Inappropriate use of digital media isn’t limited to Community House, a high-performing school located in one of Charlotte’s most affluent areas. As she started searching, Brooks quickly found questionable content posted by students in several local schools. Any student with an Internet connection is at risk of making bad judgments.
Suzanne Meeker is one of the Community House parents who was stunned by Brooks’ slideshow of area students – names and faces obscured – going online to talk dirty, act sexy, brag about drug use and make racist comments.

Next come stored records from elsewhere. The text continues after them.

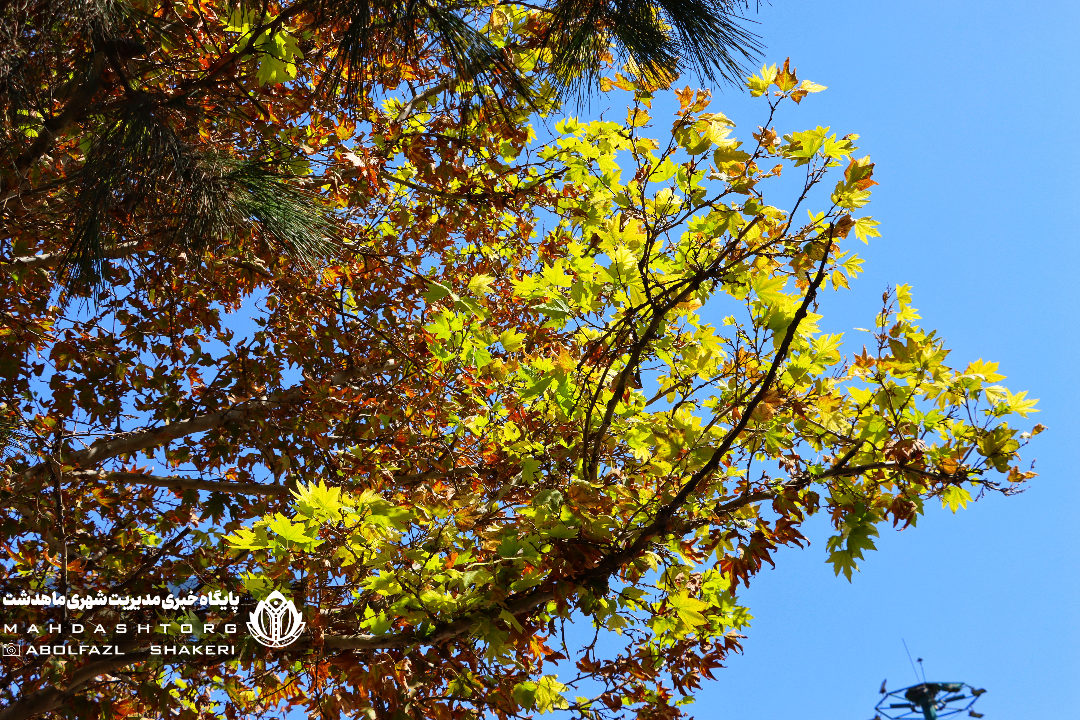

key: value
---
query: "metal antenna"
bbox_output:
[900,638,924,682]
[874,638,986,720]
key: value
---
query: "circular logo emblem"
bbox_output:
[247,590,305,648]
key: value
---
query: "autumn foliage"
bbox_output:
[0,1,1040,720]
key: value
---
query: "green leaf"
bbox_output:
[420,280,453,304]
[499,329,525,353]
[534,675,570,712]
[942,486,971,514]
[534,297,573,320]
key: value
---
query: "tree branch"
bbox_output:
[23,361,394,479]
[70,470,294,495]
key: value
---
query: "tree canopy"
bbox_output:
[0,2,1041,720]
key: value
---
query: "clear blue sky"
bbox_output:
[613,0,1080,720]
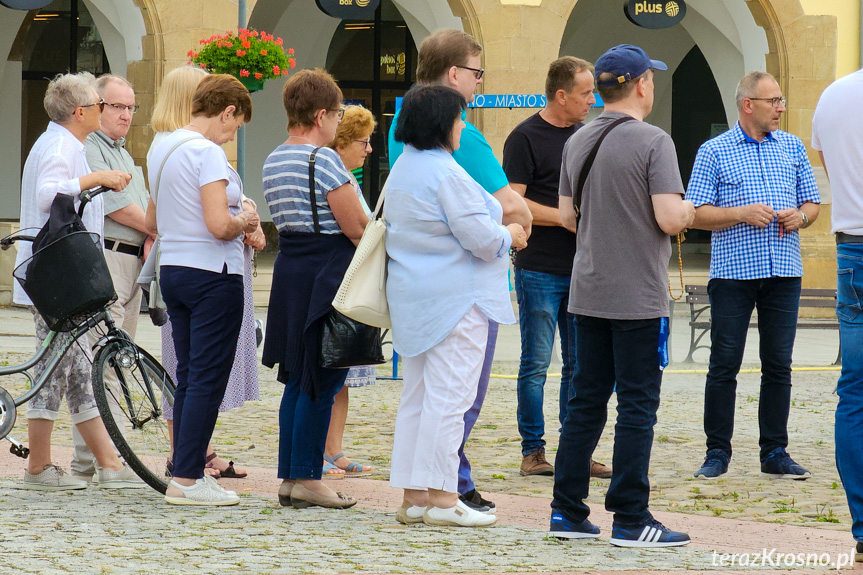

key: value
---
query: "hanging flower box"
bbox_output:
[187,28,297,92]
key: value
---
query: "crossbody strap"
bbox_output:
[572,116,635,218]
[309,146,323,234]
[150,134,204,204]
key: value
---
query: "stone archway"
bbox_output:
[245,0,472,209]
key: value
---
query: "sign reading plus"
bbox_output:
[623,0,686,30]
[0,0,51,10]
[316,0,380,20]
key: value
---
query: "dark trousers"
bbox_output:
[551,315,662,526]
[704,278,800,460]
[159,266,243,479]
[279,368,348,479]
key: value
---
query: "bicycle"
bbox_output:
[0,187,176,493]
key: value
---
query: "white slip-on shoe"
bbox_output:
[396,505,426,525]
[98,463,147,489]
[423,501,497,527]
[21,463,87,491]
[165,475,240,505]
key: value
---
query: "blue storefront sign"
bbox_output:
[468,94,605,108]
[0,0,51,10]
[396,94,605,111]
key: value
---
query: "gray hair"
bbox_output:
[43,72,96,123]
[736,70,778,110]
[96,74,135,98]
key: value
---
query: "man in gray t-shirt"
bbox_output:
[550,44,695,547]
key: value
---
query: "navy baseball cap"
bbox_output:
[594,44,668,86]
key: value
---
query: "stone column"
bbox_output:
[466,0,575,157]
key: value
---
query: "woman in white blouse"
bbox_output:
[384,86,527,527]
[147,74,260,505]
[13,72,144,491]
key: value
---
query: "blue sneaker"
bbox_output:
[761,447,812,481]
[695,449,729,479]
[609,519,690,547]
[548,513,599,539]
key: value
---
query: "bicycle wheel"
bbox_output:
[93,340,176,493]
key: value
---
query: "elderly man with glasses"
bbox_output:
[686,72,821,479]
[71,74,155,480]
[13,68,138,491]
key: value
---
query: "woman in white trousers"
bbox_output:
[384,86,527,527]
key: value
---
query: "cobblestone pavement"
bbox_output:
[0,310,852,574]
[0,479,836,575]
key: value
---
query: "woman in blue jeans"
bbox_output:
[262,69,369,509]
[147,74,260,505]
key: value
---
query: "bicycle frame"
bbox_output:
[0,308,120,407]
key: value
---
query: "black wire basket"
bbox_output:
[12,232,117,331]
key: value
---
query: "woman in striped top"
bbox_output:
[263,69,369,509]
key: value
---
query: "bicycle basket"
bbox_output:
[12,228,117,331]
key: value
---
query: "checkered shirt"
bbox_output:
[686,123,821,280]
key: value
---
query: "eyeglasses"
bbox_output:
[105,102,141,115]
[456,66,485,80]
[749,96,787,108]
[78,99,105,113]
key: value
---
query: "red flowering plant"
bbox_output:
[187,28,297,84]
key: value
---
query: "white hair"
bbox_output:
[43,72,96,123]
[735,70,778,110]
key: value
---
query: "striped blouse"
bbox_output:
[263,144,351,234]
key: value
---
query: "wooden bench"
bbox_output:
[683,285,842,365]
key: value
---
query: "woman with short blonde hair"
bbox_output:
[324,106,377,476]
[150,66,207,132]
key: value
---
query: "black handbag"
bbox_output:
[309,147,385,369]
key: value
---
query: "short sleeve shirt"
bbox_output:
[686,123,821,280]
[263,144,351,234]
[86,131,150,246]
[150,129,245,275]
[503,113,584,276]
[560,112,683,320]
[388,108,509,194]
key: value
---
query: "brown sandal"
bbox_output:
[204,451,222,479]
[207,451,249,479]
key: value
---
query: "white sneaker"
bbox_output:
[22,464,87,491]
[396,505,426,525]
[423,501,497,527]
[165,475,240,505]
[98,463,147,489]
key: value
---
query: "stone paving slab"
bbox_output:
[0,479,832,575]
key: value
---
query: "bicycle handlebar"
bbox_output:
[0,186,111,252]
[78,186,111,218]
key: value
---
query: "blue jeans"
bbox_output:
[836,244,863,541]
[704,278,800,461]
[458,320,499,495]
[159,266,243,479]
[278,368,348,479]
[515,268,575,456]
[551,315,662,526]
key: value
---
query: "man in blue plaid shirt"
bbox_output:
[686,72,821,479]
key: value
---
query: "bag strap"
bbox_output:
[309,146,323,234]
[372,182,387,221]
[572,116,635,219]
[150,134,204,204]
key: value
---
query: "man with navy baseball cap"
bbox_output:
[550,44,695,547]
[596,44,668,86]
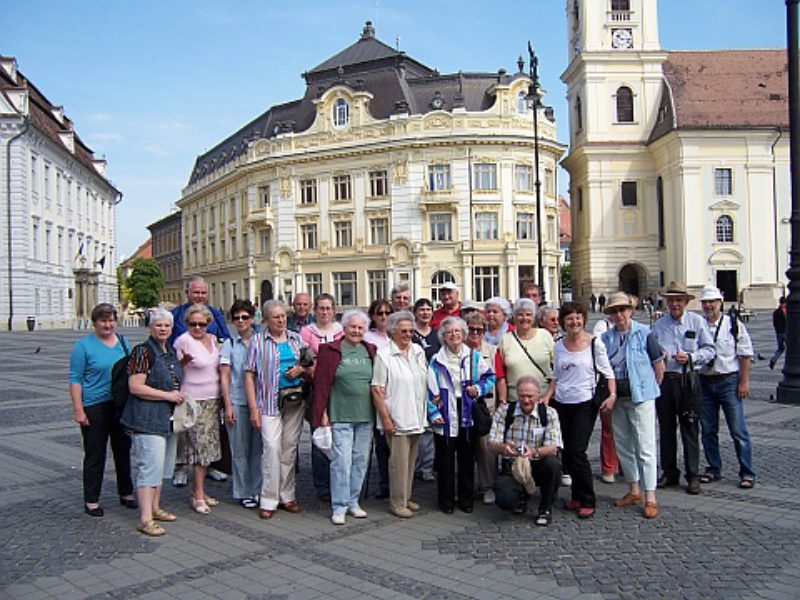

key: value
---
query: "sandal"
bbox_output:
[136,520,166,537]
[192,497,211,515]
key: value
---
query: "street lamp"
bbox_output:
[778,0,800,404]
[526,41,545,304]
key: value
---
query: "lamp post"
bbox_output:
[778,0,800,404]
[528,41,545,304]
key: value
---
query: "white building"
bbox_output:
[0,56,122,330]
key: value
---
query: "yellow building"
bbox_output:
[178,23,564,307]
[562,0,790,308]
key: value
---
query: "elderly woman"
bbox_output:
[175,304,222,515]
[542,302,616,519]
[312,310,377,525]
[245,300,311,519]
[371,310,428,518]
[69,302,137,517]
[602,292,664,519]
[428,317,495,514]
[497,298,553,404]
[484,296,514,346]
[219,300,262,508]
[120,308,184,536]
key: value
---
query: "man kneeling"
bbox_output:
[489,375,564,527]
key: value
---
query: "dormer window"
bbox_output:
[333,98,350,129]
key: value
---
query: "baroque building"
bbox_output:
[0,56,122,330]
[562,0,790,308]
[178,22,564,308]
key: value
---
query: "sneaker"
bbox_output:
[343,506,367,519]
[206,469,228,481]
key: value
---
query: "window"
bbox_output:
[333,98,350,129]
[714,169,733,196]
[369,171,389,198]
[475,212,498,240]
[514,165,533,192]
[333,221,353,248]
[333,175,353,202]
[306,273,322,298]
[333,271,357,306]
[369,217,389,246]
[617,85,633,123]
[621,181,637,206]
[300,223,317,250]
[474,267,500,302]
[430,213,453,242]
[517,213,536,240]
[472,163,497,190]
[717,215,733,243]
[367,271,388,302]
[300,179,317,204]
[428,165,452,192]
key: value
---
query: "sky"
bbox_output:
[0,0,786,260]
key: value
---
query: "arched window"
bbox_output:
[333,98,350,129]
[617,85,633,123]
[717,215,733,243]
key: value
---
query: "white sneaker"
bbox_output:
[347,506,367,519]
[206,469,228,481]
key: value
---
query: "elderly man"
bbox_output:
[431,281,461,329]
[700,287,756,489]
[489,375,564,527]
[653,281,715,494]
[167,275,231,487]
[286,292,317,333]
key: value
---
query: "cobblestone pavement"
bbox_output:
[0,313,800,600]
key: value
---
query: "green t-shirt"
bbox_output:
[328,341,375,423]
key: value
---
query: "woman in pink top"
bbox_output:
[175,304,222,515]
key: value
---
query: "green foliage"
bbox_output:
[125,258,164,308]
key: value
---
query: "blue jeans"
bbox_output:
[700,373,756,479]
[331,422,372,514]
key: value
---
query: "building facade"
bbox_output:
[147,210,184,304]
[0,56,122,330]
[562,0,790,308]
[178,23,564,308]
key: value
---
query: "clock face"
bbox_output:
[611,29,633,49]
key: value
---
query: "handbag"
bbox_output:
[592,337,611,408]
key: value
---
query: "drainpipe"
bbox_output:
[6,115,30,331]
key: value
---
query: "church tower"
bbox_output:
[561,0,667,300]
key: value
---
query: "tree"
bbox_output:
[125,258,164,308]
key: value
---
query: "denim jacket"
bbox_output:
[120,337,183,436]
[602,321,661,404]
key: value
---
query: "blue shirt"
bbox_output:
[69,333,125,406]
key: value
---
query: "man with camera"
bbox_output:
[489,375,564,527]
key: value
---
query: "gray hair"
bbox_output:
[386,310,415,335]
[150,308,175,327]
[484,296,511,318]
[514,298,536,317]
[437,317,469,344]
[342,308,369,329]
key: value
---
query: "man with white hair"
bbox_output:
[700,286,756,489]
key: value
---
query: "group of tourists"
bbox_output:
[70,277,755,536]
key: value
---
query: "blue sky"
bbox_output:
[0,0,786,257]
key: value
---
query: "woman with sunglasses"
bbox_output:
[219,300,261,508]
[175,304,222,515]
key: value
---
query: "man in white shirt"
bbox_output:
[700,287,756,489]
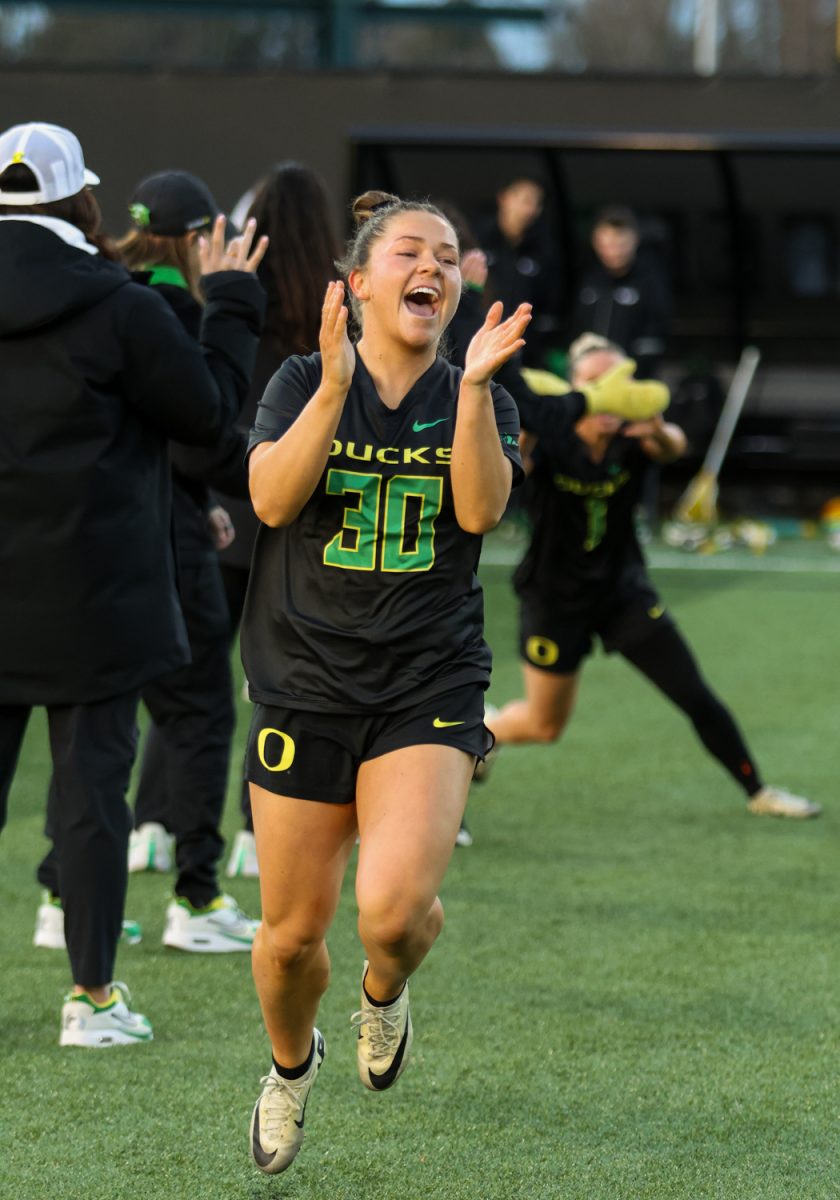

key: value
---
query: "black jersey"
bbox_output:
[241,354,522,712]
[514,422,649,613]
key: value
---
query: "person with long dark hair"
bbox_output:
[0,122,265,1046]
[217,162,342,877]
[242,192,530,1174]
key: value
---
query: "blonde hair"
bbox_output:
[569,334,624,376]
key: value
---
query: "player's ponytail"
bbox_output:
[350,191,402,229]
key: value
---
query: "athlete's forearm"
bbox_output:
[450,383,512,533]
[248,384,347,528]
[642,421,686,463]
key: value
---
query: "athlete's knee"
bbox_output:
[530,709,566,743]
[359,892,443,954]
[254,919,329,988]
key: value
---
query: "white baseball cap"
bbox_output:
[0,121,100,205]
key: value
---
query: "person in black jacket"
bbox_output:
[570,205,671,379]
[218,162,342,877]
[475,175,559,364]
[35,170,257,953]
[0,117,265,1046]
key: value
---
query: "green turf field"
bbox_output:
[0,545,840,1200]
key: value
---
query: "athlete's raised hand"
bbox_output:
[463,300,530,386]
[198,215,269,275]
[318,280,356,394]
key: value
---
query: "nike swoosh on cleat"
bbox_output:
[412,416,449,433]
[367,1021,408,1092]
[251,1103,277,1166]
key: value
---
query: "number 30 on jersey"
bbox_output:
[324,468,443,571]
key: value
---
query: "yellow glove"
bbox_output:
[520,367,571,396]
[576,359,671,421]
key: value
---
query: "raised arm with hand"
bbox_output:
[250,282,356,527]
[122,217,266,446]
[450,301,530,533]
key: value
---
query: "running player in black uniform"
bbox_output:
[242,193,530,1174]
[485,335,821,817]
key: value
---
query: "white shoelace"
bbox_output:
[259,1075,306,1140]
[350,1004,402,1058]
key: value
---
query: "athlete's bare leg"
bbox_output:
[356,745,475,1000]
[486,664,580,745]
[251,784,356,1067]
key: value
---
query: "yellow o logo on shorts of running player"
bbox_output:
[526,637,560,667]
[257,728,294,770]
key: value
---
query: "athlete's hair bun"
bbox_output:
[350,192,400,229]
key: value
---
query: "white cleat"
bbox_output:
[59,983,152,1049]
[251,1030,326,1175]
[350,962,414,1092]
[226,829,259,880]
[32,890,67,950]
[163,895,259,954]
[746,787,822,821]
[128,821,175,874]
[32,889,143,950]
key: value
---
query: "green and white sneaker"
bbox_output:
[226,829,259,880]
[251,1030,326,1175]
[746,787,822,821]
[128,821,175,874]
[32,889,143,950]
[163,895,259,954]
[350,962,414,1092]
[59,983,152,1049]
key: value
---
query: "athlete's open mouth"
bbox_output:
[406,287,440,317]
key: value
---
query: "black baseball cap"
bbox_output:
[128,170,220,238]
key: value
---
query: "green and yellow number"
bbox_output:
[583,497,607,551]
[324,469,382,571]
[324,468,443,571]
[382,475,443,571]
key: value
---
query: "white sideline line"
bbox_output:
[481,546,840,575]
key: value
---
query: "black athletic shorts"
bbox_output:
[520,582,673,674]
[245,684,493,804]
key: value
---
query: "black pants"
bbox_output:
[0,694,138,988]
[134,559,235,908]
[620,623,762,796]
[222,563,253,833]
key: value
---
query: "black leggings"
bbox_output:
[622,625,762,796]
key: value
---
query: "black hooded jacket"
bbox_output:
[0,220,263,704]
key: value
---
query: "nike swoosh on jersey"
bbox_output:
[412,416,449,433]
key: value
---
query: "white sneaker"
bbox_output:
[226,829,259,880]
[746,787,822,821]
[32,889,143,950]
[472,704,502,782]
[128,821,175,872]
[251,1030,326,1175]
[350,962,414,1092]
[163,895,259,954]
[59,983,152,1048]
[455,817,473,846]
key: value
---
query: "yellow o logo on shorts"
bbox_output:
[257,728,294,770]
[526,637,560,667]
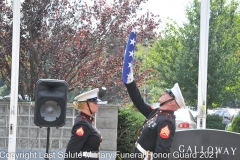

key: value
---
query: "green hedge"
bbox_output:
[117,107,145,153]
[228,111,240,133]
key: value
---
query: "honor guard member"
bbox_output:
[125,81,185,160]
[122,30,185,160]
[64,88,107,160]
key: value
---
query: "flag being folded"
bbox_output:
[122,30,137,84]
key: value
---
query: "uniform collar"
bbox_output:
[159,109,174,114]
[80,111,94,122]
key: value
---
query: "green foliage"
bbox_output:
[206,115,225,130]
[142,0,240,107]
[117,107,145,153]
[229,111,240,133]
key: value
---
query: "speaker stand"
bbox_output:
[45,127,50,160]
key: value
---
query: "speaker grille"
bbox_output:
[40,101,61,122]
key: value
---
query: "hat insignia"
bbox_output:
[76,127,84,137]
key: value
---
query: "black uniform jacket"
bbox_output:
[125,81,175,159]
[64,112,102,160]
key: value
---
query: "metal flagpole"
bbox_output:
[197,0,210,129]
[8,0,20,160]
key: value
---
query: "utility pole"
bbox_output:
[8,0,20,160]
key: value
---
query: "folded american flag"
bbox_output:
[122,30,137,84]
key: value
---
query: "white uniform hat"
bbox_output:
[74,88,107,104]
[166,83,185,108]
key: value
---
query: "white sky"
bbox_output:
[141,0,193,28]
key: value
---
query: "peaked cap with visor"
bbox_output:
[166,83,185,108]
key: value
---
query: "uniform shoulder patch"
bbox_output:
[159,125,171,138]
[76,127,84,137]
[150,106,155,110]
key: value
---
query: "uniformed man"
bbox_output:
[122,30,185,160]
[125,81,185,160]
[64,88,107,160]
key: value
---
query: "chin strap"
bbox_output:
[87,101,92,114]
[160,98,175,106]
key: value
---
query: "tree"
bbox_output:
[143,0,240,107]
[0,0,160,102]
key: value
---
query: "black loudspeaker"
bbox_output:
[34,79,68,127]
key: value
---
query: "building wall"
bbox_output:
[0,102,119,151]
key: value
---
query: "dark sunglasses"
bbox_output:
[166,89,175,98]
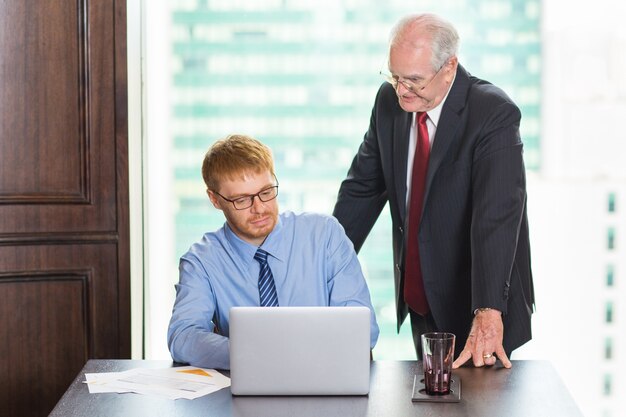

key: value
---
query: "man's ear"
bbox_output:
[206,188,222,210]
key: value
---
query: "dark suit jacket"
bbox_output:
[333,65,534,354]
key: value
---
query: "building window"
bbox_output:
[604,301,613,323]
[606,227,615,250]
[607,193,615,213]
[606,265,615,287]
[604,337,613,360]
[603,374,613,396]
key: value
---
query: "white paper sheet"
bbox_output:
[84,366,230,400]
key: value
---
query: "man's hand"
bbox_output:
[452,310,512,369]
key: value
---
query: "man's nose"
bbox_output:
[251,195,265,213]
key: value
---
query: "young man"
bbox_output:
[168,135,378,369]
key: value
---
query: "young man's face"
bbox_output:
[207,171,278,246]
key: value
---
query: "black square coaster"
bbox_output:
[411,375,461,403]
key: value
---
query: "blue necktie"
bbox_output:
[254,248,278,307]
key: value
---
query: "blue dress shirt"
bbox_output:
[167,212,378,369]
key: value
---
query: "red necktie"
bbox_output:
[404,112,430,315]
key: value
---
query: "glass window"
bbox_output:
[604,301,613,323]
[144,0,541,359]
[608,193,615,213]
[606,265,615,287]
[602,374,613,396]
[604,337,613,360]
[606,227,615,250]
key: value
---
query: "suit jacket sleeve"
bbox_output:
[333,84,387,252]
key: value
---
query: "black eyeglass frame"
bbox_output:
[213,176,279,210]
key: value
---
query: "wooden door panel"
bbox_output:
[0,0,130,417]
[0,0,117,234]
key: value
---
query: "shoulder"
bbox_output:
[281,211,343,232]
[181,227,225,261]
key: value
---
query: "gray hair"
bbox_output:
[389,13,459,71]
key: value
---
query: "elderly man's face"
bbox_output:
[389,35,457,112]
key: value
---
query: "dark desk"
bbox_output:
[50,360,582,417]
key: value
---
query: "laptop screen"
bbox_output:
[229,307,370,395]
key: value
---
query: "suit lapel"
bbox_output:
[393,111,413,224]
[422,64,469,214]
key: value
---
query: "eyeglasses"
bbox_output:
[380,61,449,93]
[213,180,278,210]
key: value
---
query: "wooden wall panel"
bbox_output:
[0,0,117,235]
[0,271,89,415]
[0,0,130,417]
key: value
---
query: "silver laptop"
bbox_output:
[229,307,370,395]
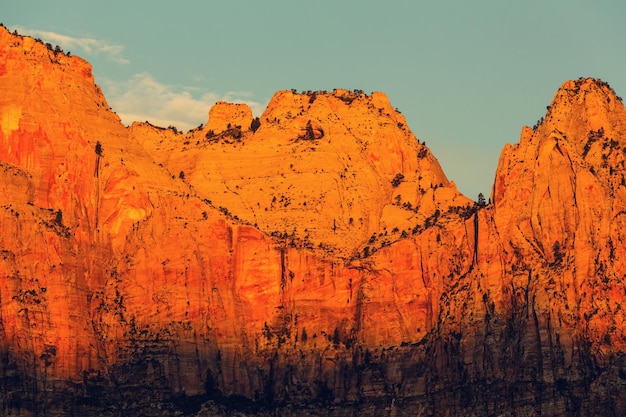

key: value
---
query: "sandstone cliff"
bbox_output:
[0,28,626,416]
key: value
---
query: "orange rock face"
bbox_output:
[0,24,626,416]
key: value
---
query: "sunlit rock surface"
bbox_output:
[0,28,626,416]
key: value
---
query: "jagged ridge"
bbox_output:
[0,29,626,416]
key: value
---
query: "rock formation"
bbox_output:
[0,24,626,416]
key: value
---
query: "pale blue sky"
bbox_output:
[0,0,626,198]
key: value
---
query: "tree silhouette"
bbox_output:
[476,193,487,207]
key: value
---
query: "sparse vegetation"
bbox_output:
[391,173,404,187]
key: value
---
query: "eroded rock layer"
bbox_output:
[0,28,626,416]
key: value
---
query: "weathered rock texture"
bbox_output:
[0,28,626,416]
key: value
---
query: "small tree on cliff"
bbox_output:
[476,193,487,207]
[93,141,102,177]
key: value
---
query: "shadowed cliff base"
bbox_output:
[0,28,626,416]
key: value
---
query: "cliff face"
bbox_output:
[0,28,626,416]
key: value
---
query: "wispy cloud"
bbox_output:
[101,73,264,130]
[15,26,129,64]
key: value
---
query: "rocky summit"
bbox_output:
[0,27,626,417]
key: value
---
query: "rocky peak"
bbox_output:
[534,78,626,150]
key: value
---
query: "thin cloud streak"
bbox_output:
[15,26,130,65]
[102,72,265,130]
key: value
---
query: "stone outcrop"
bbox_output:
[0,24,626,416]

Meeker said that it was the racism expressed by students that shocked her the most. She said that exposure to television was responsible for fermenting those kinds of ideas in children’s minds.
Although there had been rumors that Community House’s recent adoption of a Bring Your Own Technology program was to blame for the sexting explosion, Brooks explained that away as a misunderstanding. Personal digital devices were banned during finals week to prevent cheating, and one student was disciplined for using a phone in an inappropriate way on a school bus last year, but otherwise the issues that arose were strictly off-campus.
Kenneth Lynch, a CMS police detective who specializes in cyberissues, says the decision to let students bring their own devices to school made little difference in the number or type of incidents the department investigated.
The most egregious online misbehavior, including taking and circulating sexual photos, was already going on outside school, and that didn’t change, he said.
The CMS wireless network is restricted and monitored – though students with a data plan can shift to their own mobile Internet connection during school time. Brooks says her faculty started looking for that while students were using their devices in class.